The forces of globalization, climate change and sustainability are highly
interconnected, however approaches to address them too often are not.
There are many reasons for this.  One is that negative externalities such
as environmental and/or societal degradation have not been included in the
costs of doing business.  And another is that strategists, managers and
policy makers have not really been trained to either look for, see or value
those connections.  In a sense, it is like the ‘Tragedy of the Commons’
when the ‘Commons’ is the Earth and the ‘tragedy’ is what is being done to
it and our too-often ineffectual attempts to mitigating the damage.  We not
only have difficulty seeing the full extent of the damage we have done and
are doing, but also how proposed solutions in one area can affect what
happens in another.

This panel will present examples of how interconnectedness is being
manifested across globalization, climate change and sustainability, discuss
the shortcomings in how we are trained to deal with interconnected issues,
and suggest ways interconnected thinking within international business can
be brought into how all aspects of it are researched and taught.

Panel 3:  Putting Structure to ESG Reporting

Environmental, Social and Governance (ESG) factors are becoming
increasingly important as measures to guide investors who want to invest
more responsibly, for firms that want to demonstrate that they are behaving
responsibly, and for consumers who want to support those firms.  While this
is commendable, there are no consistent standards for ESG standards,
meaning that it can be difficult for investors and consumers to be
confident in the legitimacy of the ESG actions firms are taking.  It also
makes it easier for firms to make themselves look better than they might
otherwise be.

This panel will discuss the current state of ESG reporting, describe its
benefits, discuss its shortcomings, and suggest ways it can be standardized.

Panel 4:  Creating Impactful Agents of Change

In most climate models, the path called ‘business as usual’ is the one
which will lead society to environmental disaster by as early as 2050.  The
other paths, which in varying degrees mitigate the perilous path ‘business
as usual’ has put us on, all will require different ways of thinking,
different ways of doing, different ways of acting – in business as well as
in virtually every other facet of society.  Simply put, things have to
change and change quickly, but the people who will cause that change have
to be taught to think, do and act differently.  And we as educators have to
be at the forefront of creating those change agents.

The purpose of this panel is exploring how we as IB scholars and educators
can best transform our teaching methods and philosophies to enable our
students to be the kind of impactful agents of change needed to guide
society through the perilous years ahead.

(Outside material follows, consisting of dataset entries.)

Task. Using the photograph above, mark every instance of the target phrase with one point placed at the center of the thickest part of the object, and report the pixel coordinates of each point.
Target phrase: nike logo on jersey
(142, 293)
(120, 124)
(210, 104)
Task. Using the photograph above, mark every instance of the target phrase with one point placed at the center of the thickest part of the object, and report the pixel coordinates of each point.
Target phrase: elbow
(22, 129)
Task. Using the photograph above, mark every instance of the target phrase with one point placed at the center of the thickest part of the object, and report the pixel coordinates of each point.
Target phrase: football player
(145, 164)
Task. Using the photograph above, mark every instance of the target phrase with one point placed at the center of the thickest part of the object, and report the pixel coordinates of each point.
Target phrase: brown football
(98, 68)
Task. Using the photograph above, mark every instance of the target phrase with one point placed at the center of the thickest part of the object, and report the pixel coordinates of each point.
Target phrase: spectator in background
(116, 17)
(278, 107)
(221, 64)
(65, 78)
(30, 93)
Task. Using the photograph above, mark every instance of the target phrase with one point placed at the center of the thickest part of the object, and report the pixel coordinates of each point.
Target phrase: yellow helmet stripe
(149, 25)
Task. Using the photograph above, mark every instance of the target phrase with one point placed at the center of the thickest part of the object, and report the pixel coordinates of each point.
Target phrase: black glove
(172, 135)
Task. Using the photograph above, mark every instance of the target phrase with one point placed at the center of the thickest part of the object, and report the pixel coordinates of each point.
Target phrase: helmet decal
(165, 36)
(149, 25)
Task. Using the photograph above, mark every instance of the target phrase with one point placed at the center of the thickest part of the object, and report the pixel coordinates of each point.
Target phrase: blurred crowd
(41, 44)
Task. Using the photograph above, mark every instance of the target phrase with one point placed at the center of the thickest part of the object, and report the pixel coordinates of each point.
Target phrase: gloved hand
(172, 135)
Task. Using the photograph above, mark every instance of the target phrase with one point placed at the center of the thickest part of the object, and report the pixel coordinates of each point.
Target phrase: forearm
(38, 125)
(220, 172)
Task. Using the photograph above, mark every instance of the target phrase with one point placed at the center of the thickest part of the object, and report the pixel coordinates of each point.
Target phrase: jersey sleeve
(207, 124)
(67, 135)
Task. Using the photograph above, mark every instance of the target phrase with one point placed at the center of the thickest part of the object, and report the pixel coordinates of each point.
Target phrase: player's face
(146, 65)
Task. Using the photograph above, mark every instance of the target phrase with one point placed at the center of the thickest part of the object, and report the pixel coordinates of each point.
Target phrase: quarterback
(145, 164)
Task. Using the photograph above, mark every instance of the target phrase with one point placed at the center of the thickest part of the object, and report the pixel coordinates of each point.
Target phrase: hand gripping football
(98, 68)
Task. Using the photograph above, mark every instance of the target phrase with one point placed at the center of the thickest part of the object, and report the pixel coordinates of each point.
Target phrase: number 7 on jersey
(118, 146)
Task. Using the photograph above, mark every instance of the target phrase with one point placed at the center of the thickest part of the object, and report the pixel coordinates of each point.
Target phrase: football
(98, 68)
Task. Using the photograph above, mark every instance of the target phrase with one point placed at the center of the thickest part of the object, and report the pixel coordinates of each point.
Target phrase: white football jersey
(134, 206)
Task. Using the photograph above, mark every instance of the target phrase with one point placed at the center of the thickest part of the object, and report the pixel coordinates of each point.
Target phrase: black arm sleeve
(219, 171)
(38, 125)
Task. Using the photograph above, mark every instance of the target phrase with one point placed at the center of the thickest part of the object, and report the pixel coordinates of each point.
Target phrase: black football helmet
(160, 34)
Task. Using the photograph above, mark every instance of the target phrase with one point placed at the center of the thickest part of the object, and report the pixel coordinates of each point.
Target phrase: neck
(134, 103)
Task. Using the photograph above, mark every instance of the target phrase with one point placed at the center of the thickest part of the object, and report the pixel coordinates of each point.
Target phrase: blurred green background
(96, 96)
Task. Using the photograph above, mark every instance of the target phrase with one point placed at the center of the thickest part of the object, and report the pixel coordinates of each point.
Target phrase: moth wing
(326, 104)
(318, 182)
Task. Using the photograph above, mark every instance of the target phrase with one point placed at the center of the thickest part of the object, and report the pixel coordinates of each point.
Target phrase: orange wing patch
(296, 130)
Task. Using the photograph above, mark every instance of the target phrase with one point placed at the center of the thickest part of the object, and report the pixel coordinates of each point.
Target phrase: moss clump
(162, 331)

Panel 5:  Correcting 'Bad' Behavior in IB

Even though socially responsible behavior is on the lips of - and in the
public-facing reports produced by - MNEs, socially irresponsible (or 'bad')
behavior persists. Examples of this 'bad' behavior include environmental
abuses in the production and distribution of products and the violation of
human rights (especially labor abuses) in the production and distribution
of products.

This panel will provide examples of current socially irresponsible behavior
and the efforts being made to expose it, and discuss how IB scholars and
educators can help ensure that such behavior can be eliminated.

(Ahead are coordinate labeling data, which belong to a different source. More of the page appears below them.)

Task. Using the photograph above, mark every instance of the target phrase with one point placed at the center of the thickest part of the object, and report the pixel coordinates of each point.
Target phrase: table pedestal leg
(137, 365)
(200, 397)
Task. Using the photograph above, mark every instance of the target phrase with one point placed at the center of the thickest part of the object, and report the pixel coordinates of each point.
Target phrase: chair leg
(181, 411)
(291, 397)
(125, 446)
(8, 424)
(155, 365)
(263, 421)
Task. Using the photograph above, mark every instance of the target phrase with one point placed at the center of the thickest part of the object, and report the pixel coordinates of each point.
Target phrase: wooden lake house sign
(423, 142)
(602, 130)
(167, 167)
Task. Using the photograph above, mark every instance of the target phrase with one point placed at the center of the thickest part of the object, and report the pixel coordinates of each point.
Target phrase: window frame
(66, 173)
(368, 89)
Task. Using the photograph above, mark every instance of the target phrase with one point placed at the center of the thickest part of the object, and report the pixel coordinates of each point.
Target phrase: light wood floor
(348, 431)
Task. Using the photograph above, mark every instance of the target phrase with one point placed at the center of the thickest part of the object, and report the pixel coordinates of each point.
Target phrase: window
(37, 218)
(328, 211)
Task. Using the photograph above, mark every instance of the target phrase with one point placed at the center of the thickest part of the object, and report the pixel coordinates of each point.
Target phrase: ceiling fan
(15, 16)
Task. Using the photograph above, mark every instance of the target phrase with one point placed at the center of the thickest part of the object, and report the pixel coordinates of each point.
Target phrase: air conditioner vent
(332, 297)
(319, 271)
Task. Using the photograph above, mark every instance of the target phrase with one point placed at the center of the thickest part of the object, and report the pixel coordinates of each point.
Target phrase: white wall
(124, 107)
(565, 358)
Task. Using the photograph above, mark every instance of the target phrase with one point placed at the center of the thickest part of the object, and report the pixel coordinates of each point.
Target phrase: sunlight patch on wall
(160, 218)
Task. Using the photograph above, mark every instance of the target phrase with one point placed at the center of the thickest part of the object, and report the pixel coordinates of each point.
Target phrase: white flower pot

Please let me know if you are interested in being involved in any of these
panels, and, if so, what you have in mind as a contribution.  Full papers
are not necessary; in fact, treat these panel ideas as an opportunity to
discuss something in which you are interested that could be developed
further into potentially publishable work.

My role will be to fully develop the panel proposal based on your input and
submit it to whichever conference the panelists decide is appropriate.  For
AIB 2022, the track toward which the panel will be targeted also will be
determined by the panel's content.

The deadline for AIB 2022 panel submissions is January 10th, so if you are
interested in that one I need to hear from you very soon.  AIB-UKI panel
submissions are about a month later.

Looking forward to hearing your ideas and working with you!